Another vote for doing it yourself. I can beef, pork, rabbit, & chicken. I also can vegetable soup, beef stew, & chicken soup. Meatballs in spaghetti sauce, ground sausage for biscuits & gravy or pizza. The possibilities are endless! We buy a side of beef at a time. It ends up being around $2.00-$2.50 per pound. Can't buy anything in the store that cheap. Well, maybe that cheap, but not as good. I raise the chickens & rabbits myself.


----------



## SquashNut (Sep 25, 2005)

I will be canning rabbit this week. I use wide mouth quarts and fill the jars with raw peices bones and all. No rib cages.


----------



## beachcomber (Dec 2, 2008)

we can rabbit as well. we make stock from the carcass and add to the jar . makes the best soup ever


----------



## secretcreek (Jan 24, 2010)

Just Cliff said:


> my wife is bringing some Keystone brand meat home from Lima, Oh tomorrow. I have been wanting to try it for a year or so. It says it has nothing added.
> http://keystonemeats.com/home/product-cannedbeef.php
> 
> She is also bringing 20 lbs of dried beef! YUM!
> ...


YUP...I saw the post and was reading thru to see if anyone mentioned KEYSTONE. Nice quality shredded beef, not overly fatted, not real salty, and no gravy...some broth for gravy making though(not much). 
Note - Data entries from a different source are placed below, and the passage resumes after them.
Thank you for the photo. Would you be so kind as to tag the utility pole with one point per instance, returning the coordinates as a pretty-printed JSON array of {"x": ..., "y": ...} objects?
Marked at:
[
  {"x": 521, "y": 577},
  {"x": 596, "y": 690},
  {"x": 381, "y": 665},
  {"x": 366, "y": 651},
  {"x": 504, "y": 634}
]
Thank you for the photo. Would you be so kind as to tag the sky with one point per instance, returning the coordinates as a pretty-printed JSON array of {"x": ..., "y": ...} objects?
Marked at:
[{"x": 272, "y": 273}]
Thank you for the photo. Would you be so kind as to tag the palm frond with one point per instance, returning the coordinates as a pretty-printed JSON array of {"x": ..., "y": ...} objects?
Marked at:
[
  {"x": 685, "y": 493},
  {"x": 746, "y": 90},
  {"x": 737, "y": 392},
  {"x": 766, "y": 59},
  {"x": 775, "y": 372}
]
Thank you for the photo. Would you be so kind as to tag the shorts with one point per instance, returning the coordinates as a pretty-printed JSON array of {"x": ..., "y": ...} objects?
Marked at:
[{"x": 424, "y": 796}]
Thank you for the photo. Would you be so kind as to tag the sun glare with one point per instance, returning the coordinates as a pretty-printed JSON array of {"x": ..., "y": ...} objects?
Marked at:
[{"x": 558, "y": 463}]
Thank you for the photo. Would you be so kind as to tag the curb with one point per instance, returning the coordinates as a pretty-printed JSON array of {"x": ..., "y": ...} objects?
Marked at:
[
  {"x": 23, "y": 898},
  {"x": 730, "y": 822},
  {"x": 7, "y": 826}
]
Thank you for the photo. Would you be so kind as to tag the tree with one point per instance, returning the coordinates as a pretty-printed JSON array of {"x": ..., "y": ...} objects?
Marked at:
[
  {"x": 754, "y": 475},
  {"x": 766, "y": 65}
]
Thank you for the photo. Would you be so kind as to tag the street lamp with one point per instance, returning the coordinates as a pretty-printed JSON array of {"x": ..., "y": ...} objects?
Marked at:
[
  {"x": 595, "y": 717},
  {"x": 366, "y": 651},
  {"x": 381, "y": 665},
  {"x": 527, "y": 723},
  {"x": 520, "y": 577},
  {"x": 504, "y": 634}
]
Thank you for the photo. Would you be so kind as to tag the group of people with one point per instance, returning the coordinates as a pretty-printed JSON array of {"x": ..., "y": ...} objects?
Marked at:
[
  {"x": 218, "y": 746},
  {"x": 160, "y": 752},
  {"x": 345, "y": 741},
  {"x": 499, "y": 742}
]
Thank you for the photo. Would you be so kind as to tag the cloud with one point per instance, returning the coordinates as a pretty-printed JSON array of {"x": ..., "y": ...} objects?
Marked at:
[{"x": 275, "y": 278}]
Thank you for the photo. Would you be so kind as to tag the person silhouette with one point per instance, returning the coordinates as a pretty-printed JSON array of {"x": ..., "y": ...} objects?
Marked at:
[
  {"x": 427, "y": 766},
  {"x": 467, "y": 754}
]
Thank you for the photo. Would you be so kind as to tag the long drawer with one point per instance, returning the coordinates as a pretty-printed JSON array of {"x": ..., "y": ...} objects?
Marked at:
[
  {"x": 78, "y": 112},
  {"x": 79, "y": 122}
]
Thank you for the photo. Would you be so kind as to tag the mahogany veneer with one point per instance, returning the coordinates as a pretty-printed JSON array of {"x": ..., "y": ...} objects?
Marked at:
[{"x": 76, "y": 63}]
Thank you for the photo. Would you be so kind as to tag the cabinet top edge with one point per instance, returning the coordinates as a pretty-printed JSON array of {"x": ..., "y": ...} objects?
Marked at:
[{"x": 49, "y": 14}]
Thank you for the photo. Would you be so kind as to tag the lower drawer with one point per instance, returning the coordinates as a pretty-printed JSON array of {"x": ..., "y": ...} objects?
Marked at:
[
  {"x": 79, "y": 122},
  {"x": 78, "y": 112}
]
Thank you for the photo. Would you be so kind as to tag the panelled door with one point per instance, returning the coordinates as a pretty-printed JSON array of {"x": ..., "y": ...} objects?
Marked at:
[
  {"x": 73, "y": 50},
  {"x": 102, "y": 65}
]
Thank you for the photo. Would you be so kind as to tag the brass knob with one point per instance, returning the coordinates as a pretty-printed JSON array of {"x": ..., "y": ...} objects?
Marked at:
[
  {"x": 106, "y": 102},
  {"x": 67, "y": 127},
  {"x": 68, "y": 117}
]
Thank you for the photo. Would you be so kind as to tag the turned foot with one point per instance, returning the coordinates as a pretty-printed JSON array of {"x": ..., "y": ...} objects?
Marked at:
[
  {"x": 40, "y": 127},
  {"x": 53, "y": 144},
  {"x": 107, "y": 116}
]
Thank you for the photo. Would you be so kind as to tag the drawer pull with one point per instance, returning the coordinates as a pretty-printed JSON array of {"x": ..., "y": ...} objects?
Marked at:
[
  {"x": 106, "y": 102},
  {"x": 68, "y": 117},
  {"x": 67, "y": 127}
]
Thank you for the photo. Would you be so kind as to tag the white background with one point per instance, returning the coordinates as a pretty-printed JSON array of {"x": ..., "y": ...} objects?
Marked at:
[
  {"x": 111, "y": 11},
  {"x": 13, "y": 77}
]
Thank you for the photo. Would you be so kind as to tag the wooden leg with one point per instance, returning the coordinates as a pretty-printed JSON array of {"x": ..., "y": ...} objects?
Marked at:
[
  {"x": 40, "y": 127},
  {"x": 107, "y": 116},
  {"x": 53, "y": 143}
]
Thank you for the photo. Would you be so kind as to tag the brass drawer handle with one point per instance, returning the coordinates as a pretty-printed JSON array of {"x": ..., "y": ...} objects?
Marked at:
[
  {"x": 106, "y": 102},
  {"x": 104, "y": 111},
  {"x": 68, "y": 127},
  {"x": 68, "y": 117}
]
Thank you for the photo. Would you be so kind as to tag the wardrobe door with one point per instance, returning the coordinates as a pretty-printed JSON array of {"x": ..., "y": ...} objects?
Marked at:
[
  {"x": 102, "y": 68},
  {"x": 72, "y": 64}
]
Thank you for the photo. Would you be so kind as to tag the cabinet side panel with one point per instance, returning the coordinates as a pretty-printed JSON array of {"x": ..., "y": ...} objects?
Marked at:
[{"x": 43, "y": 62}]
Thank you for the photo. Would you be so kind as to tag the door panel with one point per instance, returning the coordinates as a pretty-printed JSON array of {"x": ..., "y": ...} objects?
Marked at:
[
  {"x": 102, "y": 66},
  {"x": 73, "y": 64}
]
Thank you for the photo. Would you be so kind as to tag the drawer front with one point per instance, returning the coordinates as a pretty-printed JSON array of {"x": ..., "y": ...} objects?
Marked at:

It can be ordered via the internet website along with canned broths, canned chicken, pork and turkey all are tasty.

-scrtcrk


----------



## peri_simmons (Apr 9, 2005)

Lehmans.com has beef,, chicken, and pork in cans by the case. I heard it was not bad.


----------



## Elffriend (Mar 2, 2003)

I haven't tried them, but I have this site in my bookmarks:
http://www.internet-grocer.net/realmeat.htm


----------



## whatrset (Apr 13, 2010)

I love canning meat. Venison, Beaver, and rabbit can very well. As does beef and pork. Mutton (even carefully trimmed) had to be handled carefully or the tallowy fat can cause complications.


----------



## Just Cliff (Nov 27, 2008)

I got my Keystone meat! 3 lg. beef and 2 lg pork.


----------



## mightybooboo (Feb 10, 2004)

Looks like Keystone has some good prices for canned meat.


----------



## davel745 (Feb 2, 2009)

Try this

http://www.internet-grocer.net/store/cart.php?m=product_detail&p=3


----------



## Blu3duk (Jun 2, 2002)

Both Walton Feed and Emergency Essentials have dehydrated and or freeze dried beef, and while a little more spendy than canning some up on yer own, or buying Yoders or other national brand, it will store and travel well if need be.

not everyone is set up to pressure can meats, and the horror stories provided by the government do-gooders scare many folks away from pressure canners [lets be honest and say that accidents do happen, but using common sense will avoid many of those accidents]..... anyhow if you are not set up to can, then these longer gterm storage foods are a great backup to the commercial canned meats.

William
Idaho


----------